China’s AI crackdown aligns with a longer trajectory of digital governance and youth protection policies. The CAC has previously reinforced rules related to minors’ online behaviour, including campaigns against harmful content and cyber activities that violate children’s rights. Under existing laws such as the Regulations on the Protection of Minors in Cyberspace, authorities already impose restrictions on addictive services and content that may harm minors’ development.

Meanwhile, courts have underscored the importance of curbing online risks by urging stricter regulation of minors’ digital behaviour and requiring platforms to work with guardians and legal systems to prevent harm.

Global Context: AI Safety and Child Protection

China’s approach mirrors wider global concerns about AI’s impact on children and teens. Regulators in other countries, including the United States and Australia, have taken steps to require AI providers to explain or improve safeguards for children interacting with chatbots and digital platforms, especially regarding sexually explicit or self‑harm content.

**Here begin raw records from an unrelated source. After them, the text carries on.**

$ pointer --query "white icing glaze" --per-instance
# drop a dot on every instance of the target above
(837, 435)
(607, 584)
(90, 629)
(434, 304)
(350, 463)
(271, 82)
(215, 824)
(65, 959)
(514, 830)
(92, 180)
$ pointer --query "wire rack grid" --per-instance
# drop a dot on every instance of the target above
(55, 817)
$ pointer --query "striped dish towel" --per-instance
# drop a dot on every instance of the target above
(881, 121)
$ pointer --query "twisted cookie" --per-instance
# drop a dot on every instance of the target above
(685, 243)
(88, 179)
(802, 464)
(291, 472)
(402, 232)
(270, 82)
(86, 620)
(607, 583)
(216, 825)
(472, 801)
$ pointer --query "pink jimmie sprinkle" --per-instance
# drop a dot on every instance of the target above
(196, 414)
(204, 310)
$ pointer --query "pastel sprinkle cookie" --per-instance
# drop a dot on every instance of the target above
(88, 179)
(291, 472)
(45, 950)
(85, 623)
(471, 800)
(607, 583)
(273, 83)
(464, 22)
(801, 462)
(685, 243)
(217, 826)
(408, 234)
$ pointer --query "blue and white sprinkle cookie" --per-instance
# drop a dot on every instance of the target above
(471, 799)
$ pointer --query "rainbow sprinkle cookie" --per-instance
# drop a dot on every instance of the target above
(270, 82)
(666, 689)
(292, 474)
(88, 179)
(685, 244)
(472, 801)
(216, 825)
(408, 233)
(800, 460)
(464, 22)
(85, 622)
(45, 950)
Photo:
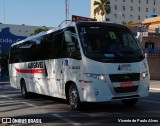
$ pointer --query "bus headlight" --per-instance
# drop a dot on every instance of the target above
(101, 77)
(96, 76)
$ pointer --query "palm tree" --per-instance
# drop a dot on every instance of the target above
(102, 7)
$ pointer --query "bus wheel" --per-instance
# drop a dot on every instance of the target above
(74, 98)
(130, 102)
(24, 91)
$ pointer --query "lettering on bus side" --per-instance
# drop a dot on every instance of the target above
(35, 65)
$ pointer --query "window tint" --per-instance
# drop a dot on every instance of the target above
(59, 44)
(70, 44)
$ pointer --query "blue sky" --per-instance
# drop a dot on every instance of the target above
(48, 13)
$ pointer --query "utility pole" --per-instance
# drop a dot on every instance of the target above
(4, 13)
(67, 9)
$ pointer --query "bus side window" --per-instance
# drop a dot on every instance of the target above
(14, 55)
(70, 45)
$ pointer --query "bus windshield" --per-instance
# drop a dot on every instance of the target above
(109, 43)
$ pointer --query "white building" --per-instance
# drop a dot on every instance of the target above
(10, 34)
(21, 30)
(129, 10)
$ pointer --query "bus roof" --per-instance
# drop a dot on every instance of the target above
(67, 25)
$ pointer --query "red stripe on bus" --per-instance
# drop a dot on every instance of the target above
(35, 71)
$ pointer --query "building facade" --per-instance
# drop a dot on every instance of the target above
(10, 34)
(128, 10)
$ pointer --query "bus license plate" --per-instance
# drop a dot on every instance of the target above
(126, 84)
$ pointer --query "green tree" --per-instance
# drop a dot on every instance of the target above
(38, 30)
(102, 7)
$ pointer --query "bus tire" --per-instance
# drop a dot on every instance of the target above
(73, 97)
(24, 92)
(130, 102)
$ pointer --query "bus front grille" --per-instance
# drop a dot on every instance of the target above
(126, 89)
(124, 77)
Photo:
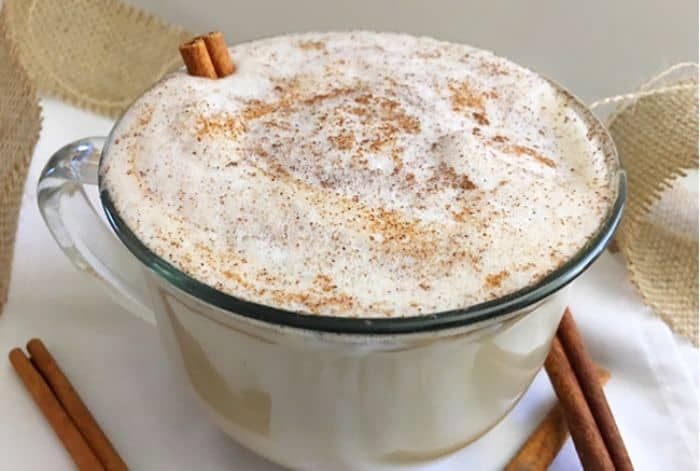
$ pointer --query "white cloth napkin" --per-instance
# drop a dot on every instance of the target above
(116, 363)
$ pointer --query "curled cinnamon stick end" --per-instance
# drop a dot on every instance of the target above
(545, 442)
(74, 406)
(196, 57)
(584, 431)
(74, 442)
(586, 374)
(218, 52)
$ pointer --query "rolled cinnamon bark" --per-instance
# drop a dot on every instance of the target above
(586, 374)
(545, 442)
(75, 407)
(81, 453)
(587, 439)
(218, 52)
(196, 58)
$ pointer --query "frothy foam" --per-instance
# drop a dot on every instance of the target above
(360, 174)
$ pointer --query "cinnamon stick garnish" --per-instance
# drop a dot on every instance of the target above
(196, 58)
(218, 52)
(587, 438)
(545, 442)
(74, 406)
(81, 453)
(586, 375)
(207, 56)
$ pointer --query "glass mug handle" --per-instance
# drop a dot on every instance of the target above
(78, 230)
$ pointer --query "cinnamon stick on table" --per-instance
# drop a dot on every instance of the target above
(587, 438)
(545, 442)
(586, 375)
(207, 56)
(74, 406)
(83, 456)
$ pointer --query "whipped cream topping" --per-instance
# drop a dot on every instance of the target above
(360, 174)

However, China’s draft rules are among the most comprehensive and stringent efforts to date to govern AI with specific emotional and behavioural safeguards, particularly in the context of youth protection and mental health risk mitigation. Experts note that while such measures could slow some aspects of AI innovation, they also represent a concerted effort by Beijing to shape the norms of global AI regulation.

Public Feedback and Next Steps

The CAC has opened the draft rules for public comment through late January 2026, inviting input from industry stakeholders, civil society and citizens. How these regulations will be finalized — and how enforcement mechanisms will operate — remains a focus of intense debate within China’s tech community and abroad.

As China’s AI ecosystem continues to grow, the balance between innovation, safety and social responsibility will be a key determining factor not only for domestic technology firms, but also for global companies seeking access to one of the world’s largest AI markets.